The comparator, in 2010
Worth recording for feedforward-vs-predictive-interoception because of its date. Three years before Seth (2013) and seven before Barrett (2017), Critchley is already describing the insula as a comparator detecting incongruence between predicted and actual emotional states, with the anterior insula storing “an error representation when the states are mismatched” usable in reinforcement learning to adjust future behaviour (Preuschoff et al. 2008; Pessiglione et al. 2006), and citing the Singer, Critchley & Preuschoff (2009) integrative model in which concurrent and prediction signals are integrated into a dominant motivational feeling state. The false-feedback result is offered as the demonstration: induce interoceptive mismatch experimentally and anterior insula activity tracks the increased emotional salience attributed to previously neutral faces (Gray et al. 2007).
This is prediction-error language without the generative-model apparatus — closer to Craig’s ascending-comparator architecture than to Seth’s descending one, and a useful datum on how the Sussex group’s position developed. See hugo-critchley.

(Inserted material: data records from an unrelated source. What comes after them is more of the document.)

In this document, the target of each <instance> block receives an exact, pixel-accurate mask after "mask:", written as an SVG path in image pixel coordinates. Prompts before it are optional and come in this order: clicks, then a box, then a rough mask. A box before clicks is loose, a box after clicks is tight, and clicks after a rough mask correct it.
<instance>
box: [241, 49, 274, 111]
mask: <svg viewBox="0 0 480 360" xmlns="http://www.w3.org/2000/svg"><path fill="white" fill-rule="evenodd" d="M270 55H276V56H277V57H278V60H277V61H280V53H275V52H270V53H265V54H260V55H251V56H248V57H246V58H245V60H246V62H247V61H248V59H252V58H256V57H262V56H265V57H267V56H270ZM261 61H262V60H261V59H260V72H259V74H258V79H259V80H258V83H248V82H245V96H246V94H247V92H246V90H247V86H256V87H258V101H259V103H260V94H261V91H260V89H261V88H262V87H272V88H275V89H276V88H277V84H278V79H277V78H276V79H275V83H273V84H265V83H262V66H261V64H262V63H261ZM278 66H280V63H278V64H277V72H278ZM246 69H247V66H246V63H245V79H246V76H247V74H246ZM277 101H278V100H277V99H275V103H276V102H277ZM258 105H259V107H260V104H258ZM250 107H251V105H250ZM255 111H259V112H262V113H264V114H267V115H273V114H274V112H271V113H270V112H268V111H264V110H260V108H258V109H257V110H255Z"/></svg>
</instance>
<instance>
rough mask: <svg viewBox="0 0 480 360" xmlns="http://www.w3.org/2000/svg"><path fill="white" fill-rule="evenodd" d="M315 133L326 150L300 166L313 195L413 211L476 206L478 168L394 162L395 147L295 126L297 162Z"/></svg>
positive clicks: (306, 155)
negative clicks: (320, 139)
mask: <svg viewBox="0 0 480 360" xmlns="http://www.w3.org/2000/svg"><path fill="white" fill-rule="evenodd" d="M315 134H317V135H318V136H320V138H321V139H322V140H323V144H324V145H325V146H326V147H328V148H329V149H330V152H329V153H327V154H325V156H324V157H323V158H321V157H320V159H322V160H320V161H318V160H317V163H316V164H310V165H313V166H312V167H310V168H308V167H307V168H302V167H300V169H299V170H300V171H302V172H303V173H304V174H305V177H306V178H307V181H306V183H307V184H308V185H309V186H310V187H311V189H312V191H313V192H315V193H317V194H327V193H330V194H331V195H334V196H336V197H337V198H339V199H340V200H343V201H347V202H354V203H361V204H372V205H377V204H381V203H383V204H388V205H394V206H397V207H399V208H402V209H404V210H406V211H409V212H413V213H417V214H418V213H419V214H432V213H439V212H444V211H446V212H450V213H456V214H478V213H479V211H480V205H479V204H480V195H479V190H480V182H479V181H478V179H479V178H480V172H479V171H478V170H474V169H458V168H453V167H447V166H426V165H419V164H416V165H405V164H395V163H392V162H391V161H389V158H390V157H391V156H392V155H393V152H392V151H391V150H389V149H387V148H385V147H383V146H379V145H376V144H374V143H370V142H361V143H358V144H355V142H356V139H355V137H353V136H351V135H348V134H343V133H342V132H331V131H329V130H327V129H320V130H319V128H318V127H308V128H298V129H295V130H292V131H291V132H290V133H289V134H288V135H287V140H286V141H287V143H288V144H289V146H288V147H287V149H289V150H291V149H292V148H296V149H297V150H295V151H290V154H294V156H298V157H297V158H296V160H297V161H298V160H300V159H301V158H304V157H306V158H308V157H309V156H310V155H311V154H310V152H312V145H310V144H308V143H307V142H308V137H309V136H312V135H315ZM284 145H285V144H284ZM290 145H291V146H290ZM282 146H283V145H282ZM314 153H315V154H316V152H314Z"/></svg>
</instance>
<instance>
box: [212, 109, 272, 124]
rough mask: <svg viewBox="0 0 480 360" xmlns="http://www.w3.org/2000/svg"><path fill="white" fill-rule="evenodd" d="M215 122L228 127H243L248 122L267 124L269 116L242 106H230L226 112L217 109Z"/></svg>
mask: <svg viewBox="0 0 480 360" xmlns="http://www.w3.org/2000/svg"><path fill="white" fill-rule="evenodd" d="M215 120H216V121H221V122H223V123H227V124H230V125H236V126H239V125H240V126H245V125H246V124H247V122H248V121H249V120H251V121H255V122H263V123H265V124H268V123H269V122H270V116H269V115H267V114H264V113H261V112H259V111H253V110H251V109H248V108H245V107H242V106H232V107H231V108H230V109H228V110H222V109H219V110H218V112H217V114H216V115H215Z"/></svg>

And note the tension the same paragraph creates with everything above it: the mechanism proposed is a mismatch detector, and the review’s own verdict is that this mechanism “is less obvious in the presence of marked insula damage.” The model is offered in the same section that reports the lesion data failing to show it.
Provenance and standing
Critchley is senior author; this is his fourth first-hand paper in this wiki and, at 2010, the earliest — it predates khalsa-2018-interoception-roadmap, quadt-2018-interoception-health-disease and bonaz-2021-diseases-of-interoception by eight to eleven years. First author Catherine Jones was an MRC-funded doctoral researcher at Brighton and Sussex Medical School; Jamie Ward is a Sussex cognitive neuroscientist (synaesthesia, body representation). The contributor note is unusual — “JW and HDC contributed equally.” Funding: MRC and BSMS (CLJ), a Wellcome Trust programme grant (HDC). No declared competing interests. Externally peer reviewed, not commissioned.
No researcher pages created for Jones or Ward: single appearance in raw/, per the co-author convention used for Jia, Wiens, Amedi, Koch, Lane, Kanoski, Grill, Feldman and Napadow.